Volokine passa son index sous son col de chemise. Desserra sa cravate. La chaleur était intolérable. La masse de Milosz, lourde et noire, renforçait l’oppression du lieu.
— A ton avis, qui aurait pu faire le coup ?
— L’homme a eu une vie longue et tourmentée. C’est dans ce passé que se trouve le mobile.
— C’est ce que nous pensons.
— D’où vos questions sur Hartmann.
— On nous a dit que tu avais vécu à la Colonie Asunción. C’est vrai ?
— Qui vous a dit cela ?
— Le général La Bruyère.
— Un autre bon client. Je le croyais mort.
— Il l’est, pour ainsi dire.
Volokine cherchait ses mots pour formuler sa première question mais Milosz ouvrit ses lèvres de poisson charnu :
— Le mieux, c’est que je vous raconte l’histoire.
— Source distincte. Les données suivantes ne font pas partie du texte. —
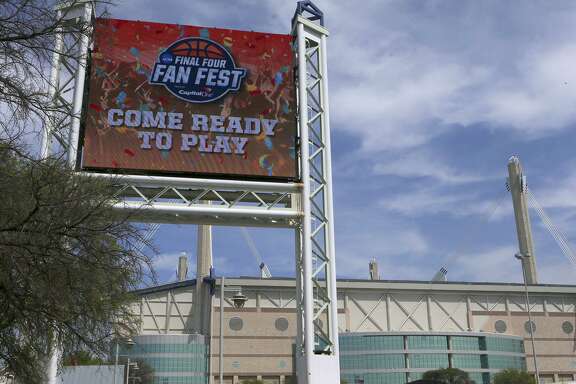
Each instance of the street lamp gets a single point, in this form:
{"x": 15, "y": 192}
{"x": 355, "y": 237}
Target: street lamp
{"x": 135, "y": 368}
{"x": 239, "y": 300}
{"x": 129, "y": 343}
{"x": 523, "y": 257}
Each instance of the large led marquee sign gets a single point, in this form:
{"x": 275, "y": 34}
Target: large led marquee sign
{"x": 173, "y": 99}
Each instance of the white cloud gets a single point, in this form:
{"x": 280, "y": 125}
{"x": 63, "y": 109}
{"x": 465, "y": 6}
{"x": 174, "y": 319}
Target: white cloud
{"x": 426, "y": 201}
{"x": 499, "y": 265}
{"x": 400, "y": 85}
{"x": 168, "y": 262}
{"x": 421, "y": 164}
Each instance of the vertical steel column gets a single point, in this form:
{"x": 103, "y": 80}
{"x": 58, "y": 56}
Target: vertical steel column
{"x": 518, "y": 189}
{"x": 53, "y": 90}
{"x": 79, "y": 88}
{"x": 317, "y": 354}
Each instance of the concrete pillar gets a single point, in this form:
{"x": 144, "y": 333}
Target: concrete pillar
{"x": 202, "y": 299}
{"x": 517, "y": 185}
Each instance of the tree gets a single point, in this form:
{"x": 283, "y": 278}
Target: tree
{"x": 448, "y": 376}
{"x": 514, "y": 376}
{"x": 27, "y": 42}
{"x": 81, "y": 358}
{"x": 67, "y": 261}
{"x": 67, "y": 264}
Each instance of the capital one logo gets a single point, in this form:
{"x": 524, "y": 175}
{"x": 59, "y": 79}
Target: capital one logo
{"x": 197, "y": 70}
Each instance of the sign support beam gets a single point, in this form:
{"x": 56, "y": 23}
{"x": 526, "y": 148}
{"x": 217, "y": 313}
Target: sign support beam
{"x": 307, "y": 206}
{"x": 317, "y": 346}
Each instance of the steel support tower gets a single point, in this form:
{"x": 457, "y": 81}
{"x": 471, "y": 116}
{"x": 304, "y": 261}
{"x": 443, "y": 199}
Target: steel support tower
{"x": 305, "y": 206}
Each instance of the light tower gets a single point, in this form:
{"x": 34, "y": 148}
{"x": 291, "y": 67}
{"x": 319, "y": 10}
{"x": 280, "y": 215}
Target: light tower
{"x": 518, "y": 189}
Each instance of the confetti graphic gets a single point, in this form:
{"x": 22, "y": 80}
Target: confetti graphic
{"x": 134, "y": 123}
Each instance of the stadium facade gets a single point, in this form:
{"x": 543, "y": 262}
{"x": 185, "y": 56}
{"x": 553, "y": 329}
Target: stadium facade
{"x": 390, "y": 331}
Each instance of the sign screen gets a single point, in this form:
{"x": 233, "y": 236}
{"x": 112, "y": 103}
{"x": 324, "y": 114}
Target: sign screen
{"x": 173, "y": 99}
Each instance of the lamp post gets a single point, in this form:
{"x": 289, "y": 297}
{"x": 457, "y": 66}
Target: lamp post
{"x": 128, "y": 342}
{"x": 238, "y": 299}
{"x": 523, "y": 260}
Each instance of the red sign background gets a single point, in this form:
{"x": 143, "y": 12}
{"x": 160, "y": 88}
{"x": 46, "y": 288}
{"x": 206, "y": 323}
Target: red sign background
{"x": 125, "y": 53}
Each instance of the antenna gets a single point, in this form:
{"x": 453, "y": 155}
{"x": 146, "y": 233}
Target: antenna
{"x": 373, "y": 268}
{"x": 440, "y": 275}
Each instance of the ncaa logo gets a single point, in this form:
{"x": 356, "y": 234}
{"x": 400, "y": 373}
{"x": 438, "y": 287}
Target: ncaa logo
{"x": 197, "y": 70}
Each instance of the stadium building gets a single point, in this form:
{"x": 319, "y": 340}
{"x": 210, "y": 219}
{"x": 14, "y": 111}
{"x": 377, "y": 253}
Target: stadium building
{"x": 390, "y": 331}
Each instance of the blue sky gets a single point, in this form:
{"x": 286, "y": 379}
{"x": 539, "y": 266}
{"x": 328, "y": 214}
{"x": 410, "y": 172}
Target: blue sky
{"x": 429, "y": 99}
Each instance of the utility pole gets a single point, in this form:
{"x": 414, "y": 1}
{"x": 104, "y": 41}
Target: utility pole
{"x": 518, "y": 189}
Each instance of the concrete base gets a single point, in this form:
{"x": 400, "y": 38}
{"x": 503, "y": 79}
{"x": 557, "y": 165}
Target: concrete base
{"x": 324, "y": 369}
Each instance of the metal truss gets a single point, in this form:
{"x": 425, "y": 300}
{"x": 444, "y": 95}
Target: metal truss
{"x": 317, "y": 346}
{"x": 305, "y": 206}
{"x": 206, "y": 201}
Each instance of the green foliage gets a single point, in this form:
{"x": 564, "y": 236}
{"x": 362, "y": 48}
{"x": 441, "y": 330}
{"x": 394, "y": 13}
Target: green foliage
{"x": 514, "y": 376}
{"x": 448, "y": 376}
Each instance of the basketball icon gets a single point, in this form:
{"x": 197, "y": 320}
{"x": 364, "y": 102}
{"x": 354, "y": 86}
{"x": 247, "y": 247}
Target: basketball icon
{"x": 197, "y": 70}
{"x": 198, "y": 48}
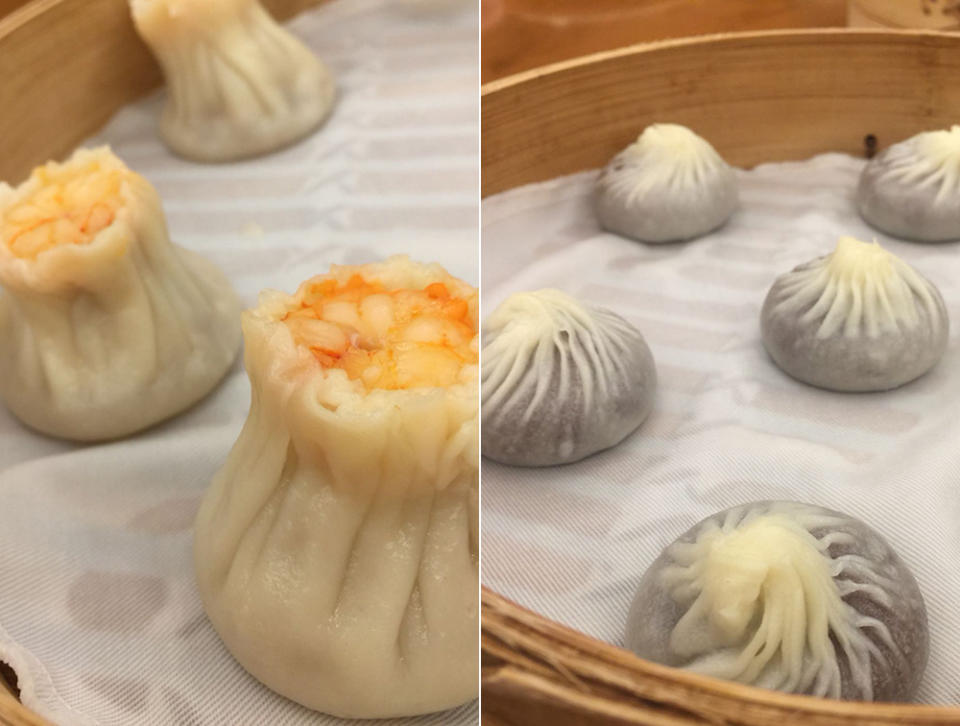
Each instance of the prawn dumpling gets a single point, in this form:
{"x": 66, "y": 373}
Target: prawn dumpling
{"x": 560, "y": 380}
{"x": 238, "y": 84}
{"x": 106, "y": 327}
{"x": 786, "y": 596}
{"x": 858, "y": 319}
{"x": 667, "y": 186}
{"x": 336, "y": 551}
{"x": 912, "y": 189}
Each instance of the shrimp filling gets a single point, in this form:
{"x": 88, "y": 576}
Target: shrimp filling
{"x": 390, "y": 339}
{"x": 72, "y": 205}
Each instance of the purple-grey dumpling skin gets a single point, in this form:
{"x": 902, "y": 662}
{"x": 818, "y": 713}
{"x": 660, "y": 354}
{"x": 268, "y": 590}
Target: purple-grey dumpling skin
{"x": 560, "y": 380}
{"x": 669, "y": 185}
{"x": 912, "y": 189}
{"x": 785, "y": 596}
{"x": 859, "y": 319}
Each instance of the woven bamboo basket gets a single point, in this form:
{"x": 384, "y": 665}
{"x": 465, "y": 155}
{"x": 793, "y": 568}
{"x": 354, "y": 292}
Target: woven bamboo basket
{"x": 757, "y": 97}
{"x": 66, "y": 67}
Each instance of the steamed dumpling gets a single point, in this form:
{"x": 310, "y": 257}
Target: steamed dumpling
{"x": 785, "y": 596}
{"x": 859, "y": 319}
{"x": 669, "y": 185}
{"x": 337, "y": 549}
{"x": 106, "y": 327}
{"x": 238, "y": 84}
{"x": 560, "y": 380}
{"x": 912, "y": 189}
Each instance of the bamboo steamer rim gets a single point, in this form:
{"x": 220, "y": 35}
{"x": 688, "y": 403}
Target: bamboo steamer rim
{"x": 521, "y": 114}
{"x": 536, "y": 671}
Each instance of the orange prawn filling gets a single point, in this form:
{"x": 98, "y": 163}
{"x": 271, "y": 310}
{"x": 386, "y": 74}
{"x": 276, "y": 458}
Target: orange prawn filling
{"x": 72, "y": 206}
{"x": 390, "y": 339}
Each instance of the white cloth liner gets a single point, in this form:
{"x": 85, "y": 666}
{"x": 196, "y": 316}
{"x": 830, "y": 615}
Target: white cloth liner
{"x": 99, "y": 614}
{"x": 728, "y": 426}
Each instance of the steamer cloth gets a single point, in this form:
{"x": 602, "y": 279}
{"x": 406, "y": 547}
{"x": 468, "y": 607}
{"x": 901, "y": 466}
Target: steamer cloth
{"x": 728, "y": 427}
{"x": 99, "y": 613}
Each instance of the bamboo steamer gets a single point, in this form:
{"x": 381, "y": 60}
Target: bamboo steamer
{"x": 66, "y": 67}
{"x": 757, "y": 97}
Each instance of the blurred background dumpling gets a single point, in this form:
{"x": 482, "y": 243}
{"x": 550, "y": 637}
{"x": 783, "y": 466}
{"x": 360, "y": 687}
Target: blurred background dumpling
{"x": 669, "y": 185}
{"x": 786, "y": 596}
{"x": 858, "y": 319}
{"x": 910, "y": 190}
{"x": 238, "y": 84}
{"x": 560, "y": 380}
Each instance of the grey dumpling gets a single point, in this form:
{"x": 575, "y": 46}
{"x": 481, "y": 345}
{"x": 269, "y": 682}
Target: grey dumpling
{"x": 912, "y": 189}
{"x": 560, "y": 380}
{"x": 859, "y": 319}
{"x": 669, "y": 185}
{"x": 785, "y": 596}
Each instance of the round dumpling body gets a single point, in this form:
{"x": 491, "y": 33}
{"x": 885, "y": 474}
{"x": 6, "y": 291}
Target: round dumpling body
{"x": 669, "y": 185}
{"x": 238, "y": 84}
{"x": 912, "y": 189}
{"x": 106, "y": 326}
{"x": 560, "y": 380}
{"x": 337, "y": 550}
{"x": 785, "y": 596}
{"x": 858, "y": 319}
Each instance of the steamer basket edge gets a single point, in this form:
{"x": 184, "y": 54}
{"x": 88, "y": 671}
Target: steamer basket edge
{"x": 758, "y": 96}
{"x": 764, "y": 96}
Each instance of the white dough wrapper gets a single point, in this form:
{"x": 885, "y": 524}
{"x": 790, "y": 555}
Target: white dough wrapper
{"x": 858, "y": 319}
{"x": 786, "y": 596}
{"x": 667, "y": 186}
{"x": 336, "y": 551}
{"x": 911, "y": 190}
{"x": 561, "y": 380}
{"x": 103, "y": 334}
{"x": 238, "y": 84}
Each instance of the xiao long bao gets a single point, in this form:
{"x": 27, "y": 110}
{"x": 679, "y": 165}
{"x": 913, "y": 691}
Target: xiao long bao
{"x": 337, "y": 550}
{"x": 858, "y": 319}
{"x": 910, "y": 190}
{"x": 785, "y": 596}
{"x": 669, "y": 185}
{"x": 561, "y": 380}
{"x": 106, "y": 327}
{"x": 238, "y": 84}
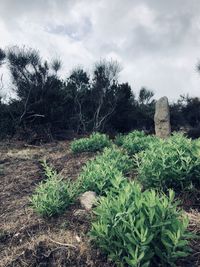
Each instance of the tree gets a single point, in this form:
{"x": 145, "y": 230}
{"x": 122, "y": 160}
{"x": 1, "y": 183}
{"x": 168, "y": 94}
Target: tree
{"x": 104, "y": 86}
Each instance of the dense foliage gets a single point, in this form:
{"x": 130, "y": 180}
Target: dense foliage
{"x": 140, "y": 228}
{"x": 105, "y": 171}
{"x": 173, "y": 163}
{"x": 52, "y": 196}
{"x": 95, "y": 142}
{"x": 135, "y": 141}
{"x": 45, "y": 106}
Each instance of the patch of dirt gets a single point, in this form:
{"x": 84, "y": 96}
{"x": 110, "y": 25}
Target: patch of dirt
{"x": 29, "y": 240}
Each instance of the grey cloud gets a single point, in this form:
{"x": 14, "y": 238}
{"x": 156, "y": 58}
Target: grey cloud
{"x": 157, "y": 41}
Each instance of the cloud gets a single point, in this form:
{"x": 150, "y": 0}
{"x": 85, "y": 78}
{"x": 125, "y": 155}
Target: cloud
{"x": 156, "y": 42}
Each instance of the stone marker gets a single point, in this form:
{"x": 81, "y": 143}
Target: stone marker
{"x": 87, "y": 200}
{"x": 162, "y": 118}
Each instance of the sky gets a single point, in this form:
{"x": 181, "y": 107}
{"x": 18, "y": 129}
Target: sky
{"x": 156, "y": 42}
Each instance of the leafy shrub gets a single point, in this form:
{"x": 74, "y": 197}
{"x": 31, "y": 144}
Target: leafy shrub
{"x": 52, "y": 196}
{"x": 174, "y": 163}
{"x": 96, "y": 142}
{"x": 140, "y": 228}
{"x": 105, "y": 171}
{"x": 135, "y": 141}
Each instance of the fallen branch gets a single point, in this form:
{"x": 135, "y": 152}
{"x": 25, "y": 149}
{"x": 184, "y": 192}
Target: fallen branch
{"x": 62, "y": 244}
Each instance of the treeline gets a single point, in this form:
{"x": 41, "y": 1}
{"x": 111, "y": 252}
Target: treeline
{"x": 46, "y": 107}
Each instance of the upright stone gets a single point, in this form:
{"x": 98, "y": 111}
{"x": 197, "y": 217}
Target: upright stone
{"x": 162, "y": 118}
Toute l’histoire.
Le Russe lança un regard autour de lui. Pas de siège, pas le moindre fauteuil. Les visiteurs du maître SM devaient arriver à quatre pattes, un collier de chien autour de cou. Volokine fourra les mains dans ses poches. Kasdan se tenait toujours immobile. Il paraissait abasourdi.
— Je suis arrivé à la Colonia en 1968. J’avais 10 ans. Je venais d’un petit village près de Temuco, au pied de la Cordillère. Hartmann offrait la nourriture et l’école à tous ceux qui voulaient bien aider aux champs, travailler dans les mines, participer à sa chorale. Il nous apprenait les coutumes germaniques, la musique, l’allemand…
— Comment était la vie dans la colonie ?
— Spéciale, cousin. Très spéciale. D’abord, le temps s’était arrêté aux années 30. Je parle des membres du noyau dur. Pas des étrangers comme nous. Les femmes portaient des tresses et des robes traditionnelles. Les hommes des culottes de peau. On se serait crus au Land.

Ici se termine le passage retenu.